What is the NAEP Trial Urban District Assessment (TUDA)?


The Trial Urban District Assessment (TUDA) is a special project of the National Center for Education Statistics, the National Assessment Governing Board, and the Council of the Great City Schools to determine the feasibility of reporting district-level results for the National Assessment of Educational Progress (NAEP). The 2011 assessment marks the sixth assessment in reading since 2002 and the fifth assessment in mathematics since 2003. Results of the 2013 TUDA assessment will be released in the fall of 2013. The District Profiles Tool provides tables and maps that compare urban districts based on the average scale scores for selected groups of public school students within a single assessment year or between two assessment years.

How many districts participate each year, and how are they chosen?

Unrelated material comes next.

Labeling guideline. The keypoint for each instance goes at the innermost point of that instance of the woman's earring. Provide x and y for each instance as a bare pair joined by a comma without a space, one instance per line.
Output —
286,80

A total of 21 urban districts participated in the 2011 Trial Urban District Assessment (TUDA). Districts are invited by the National Assessment Governing Board to participate in the assessment based on a selection process that considers a number of factors including the district's size and racial/ethnic diversity. For example, districts eligible to participate in the TUDA assessments must be large cities with a population of 250,000 or more in addition to having a majority (50 percent or more) of their student population being Black or Hispanic or eligible for the National School Lunch program. The maximum number of districts participating in a given assessment year is based on the level of Congressional funding for the program.



How do the samples for the Trial Urban District Assessment (TUDA) contribute to state results?


Students in the TUDA samples are also included as part of the state and national samples. For example, the results reported for students in Boston also contribute to the results reported for Massachusetts and to the results for the nation. The districts' results are weighted so that their contribution to the state results reflects the actual proportion of students in the population.


What are "large cities" and why are they used as a point of comparison?

Just as the national public sample is used as a benchmark for comparing results for states, results for urban districts are compared to results from large cities nationwide. Referred to as "large central cities" in previous TUDA reports, results for large cities are for public schools located in the urbanized areas of cities with populations of 250,000 or more. Large city is not synonymous with "inner city." Schools in participating TUDA districts are also included in the results for large cities, even though some districts (Atlanta, Austin, Charlotte, Cleveland, Fresno, Houston, Jefferson County, Los Angeles, and Miami-Dade) include some schools not classified as large city schools. Students in the 17 TUDA districts represent nearly half of the students who attend schools in large cities nationally. The comparison to students in large cities is made because the demographic characteristics of those students are most like the characteristics of students in the urban districts. Both the districts and large cities overall generally have higher concentrations of Black or Hispanic students, lower-income students, and English language learners than in the nation as a whole.